I’ve never used the built-in transforms system before, but it seemed really useful, so I wanted to give it a try.
My dataloader grabs a 4D batch (batch, channels, x, y) np.ndarray from an HDF5 file, I believe this is a very common setup for many 2D networks.
However, the transforms system can only process 3D (x,y,channel) shaped PIL-images?
So to use this system I’d have to build a for loop in which np.ndarray is converted to PIL image, transpose, transform and convert back to np?
This sounds so ridiculous I can hardly believe it.

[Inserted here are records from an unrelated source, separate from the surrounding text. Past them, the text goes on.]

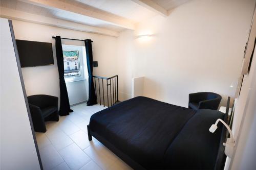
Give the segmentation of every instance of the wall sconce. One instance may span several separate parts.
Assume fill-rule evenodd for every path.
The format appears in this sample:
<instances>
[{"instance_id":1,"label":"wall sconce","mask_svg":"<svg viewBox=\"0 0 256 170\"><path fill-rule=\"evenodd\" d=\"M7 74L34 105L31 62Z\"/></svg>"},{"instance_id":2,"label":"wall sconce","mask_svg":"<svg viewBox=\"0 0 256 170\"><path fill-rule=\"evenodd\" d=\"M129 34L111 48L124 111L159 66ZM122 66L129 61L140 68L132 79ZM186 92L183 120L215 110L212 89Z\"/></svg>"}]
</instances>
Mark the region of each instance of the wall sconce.
<instances>
[{"instance_id":1,"label":"wall sconce","mask_svg":"<svg viewBox=\"0 0 256 170\"><path fill-rule=\"evenodd\" d=\"M151 34L144 34L144 35L139 35L137 37L137 38L146 38L146 37L151 37Z\"/></svg>"}]
</instances>

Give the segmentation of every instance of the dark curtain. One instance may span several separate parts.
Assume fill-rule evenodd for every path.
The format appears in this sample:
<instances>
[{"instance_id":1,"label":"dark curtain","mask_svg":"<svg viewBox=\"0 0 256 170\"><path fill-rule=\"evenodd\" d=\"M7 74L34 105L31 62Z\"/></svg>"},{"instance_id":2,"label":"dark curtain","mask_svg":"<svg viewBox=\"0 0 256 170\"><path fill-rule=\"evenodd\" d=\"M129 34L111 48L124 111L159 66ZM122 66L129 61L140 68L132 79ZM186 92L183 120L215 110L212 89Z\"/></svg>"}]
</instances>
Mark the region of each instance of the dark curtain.
<instances>
[{"instance_id":1,"label":"dark curtain","mask_svg":"<svg viewBox=\"0 0 256 170\"><path fill-rule=\"evenodd\" d=\"M97 104L97 98L93 79L93 50L92 48L92 40L88 39L84 40L84 42L86 44L87 69L88 69L89 74L89 97L87 102L87 106L92 106Z\"/></svg>"},{"instance_id":2,"label":"dark curtain","mask_svg":"<svg viewBox=\"0 0 256 170\"><path fill-rule=\"evenodd\" d=\"M55 38L56 55L57 57L57 64L59 77L59 89L60 91L60 105L59 106L59 114L60 116L69 115L70 112L73 110L70 109L69 95L67 90L65 79L64 79L64 62L63 60L63 52L61 45L60 36L57 36Z\"/></svg>"}]
</instances>

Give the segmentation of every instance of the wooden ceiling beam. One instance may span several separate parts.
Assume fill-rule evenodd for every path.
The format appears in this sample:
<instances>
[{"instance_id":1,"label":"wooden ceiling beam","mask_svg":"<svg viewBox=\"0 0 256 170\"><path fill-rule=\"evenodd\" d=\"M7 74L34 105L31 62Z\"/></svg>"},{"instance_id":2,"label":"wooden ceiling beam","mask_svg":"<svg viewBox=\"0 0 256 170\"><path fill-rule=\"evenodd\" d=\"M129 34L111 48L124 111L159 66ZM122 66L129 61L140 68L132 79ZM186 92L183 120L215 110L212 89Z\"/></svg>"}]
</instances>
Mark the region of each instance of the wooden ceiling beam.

I would have had expected that this torch module would at least accept torch tensors.
Some transformations are working on tensors directly (
Normalization), while most work on
PIL.Images, so you are correct in your assumption.

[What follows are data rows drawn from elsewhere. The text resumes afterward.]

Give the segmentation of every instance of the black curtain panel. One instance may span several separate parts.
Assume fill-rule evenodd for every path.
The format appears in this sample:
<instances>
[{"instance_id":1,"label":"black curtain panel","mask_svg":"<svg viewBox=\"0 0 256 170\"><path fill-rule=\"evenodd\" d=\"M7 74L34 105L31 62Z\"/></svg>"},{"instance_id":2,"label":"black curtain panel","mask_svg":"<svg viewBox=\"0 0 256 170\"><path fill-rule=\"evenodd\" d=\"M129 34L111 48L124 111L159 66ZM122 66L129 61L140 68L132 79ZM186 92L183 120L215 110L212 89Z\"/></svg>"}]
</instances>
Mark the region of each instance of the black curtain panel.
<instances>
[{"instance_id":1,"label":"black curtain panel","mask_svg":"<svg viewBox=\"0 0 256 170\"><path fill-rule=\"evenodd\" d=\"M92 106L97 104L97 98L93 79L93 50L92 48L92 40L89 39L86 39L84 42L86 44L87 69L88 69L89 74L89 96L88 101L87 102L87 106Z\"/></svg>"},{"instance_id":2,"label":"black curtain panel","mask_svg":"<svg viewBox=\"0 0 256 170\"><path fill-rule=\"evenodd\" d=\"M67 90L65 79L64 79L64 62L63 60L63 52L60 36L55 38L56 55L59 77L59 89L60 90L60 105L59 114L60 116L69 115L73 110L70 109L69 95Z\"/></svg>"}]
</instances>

Alternatively, you could use e.g. opencv to directly transform your numpy arrays.
Thanks for your response, there really is a plethora of alternatives in reprocessing modules (opencv, skimage.transform, scipy.ndimage, imutils, even numpy), so I’ll go for one of those.
Interestingly, the RandomCrop Transform is supposed to work on PIL images and Tensors according to this.

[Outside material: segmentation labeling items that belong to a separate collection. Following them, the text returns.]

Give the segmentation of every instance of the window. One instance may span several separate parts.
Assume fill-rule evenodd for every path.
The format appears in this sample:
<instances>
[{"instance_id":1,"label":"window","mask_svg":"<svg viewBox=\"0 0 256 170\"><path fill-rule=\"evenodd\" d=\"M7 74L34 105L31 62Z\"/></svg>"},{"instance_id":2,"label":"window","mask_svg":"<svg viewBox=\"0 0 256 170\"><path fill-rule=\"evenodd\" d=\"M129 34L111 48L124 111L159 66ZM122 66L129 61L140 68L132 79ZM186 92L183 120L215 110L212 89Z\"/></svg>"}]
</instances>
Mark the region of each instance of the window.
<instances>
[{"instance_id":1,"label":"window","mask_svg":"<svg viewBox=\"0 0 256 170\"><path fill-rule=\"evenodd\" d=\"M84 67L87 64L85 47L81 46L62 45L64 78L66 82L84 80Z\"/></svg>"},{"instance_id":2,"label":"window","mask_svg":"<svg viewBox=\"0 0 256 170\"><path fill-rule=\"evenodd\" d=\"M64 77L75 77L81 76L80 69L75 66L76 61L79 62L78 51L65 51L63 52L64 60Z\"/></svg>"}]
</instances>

But it is only working in PIL images, at least in my torch==1.6.0 and torchvision==0.7.0 environment.
Apparently, the feature got introduces just a couple of weeks ago (https://github.com/pytorch/vision/pull/2342)
and is not yet on anaconda
This functionality is available in the nightly binaries, but it seems it wasn’t picked for the
I’ve created a similar post, where I’ve tagged Francisco to take a look, if this was missed. Otherwise the docs should be updated.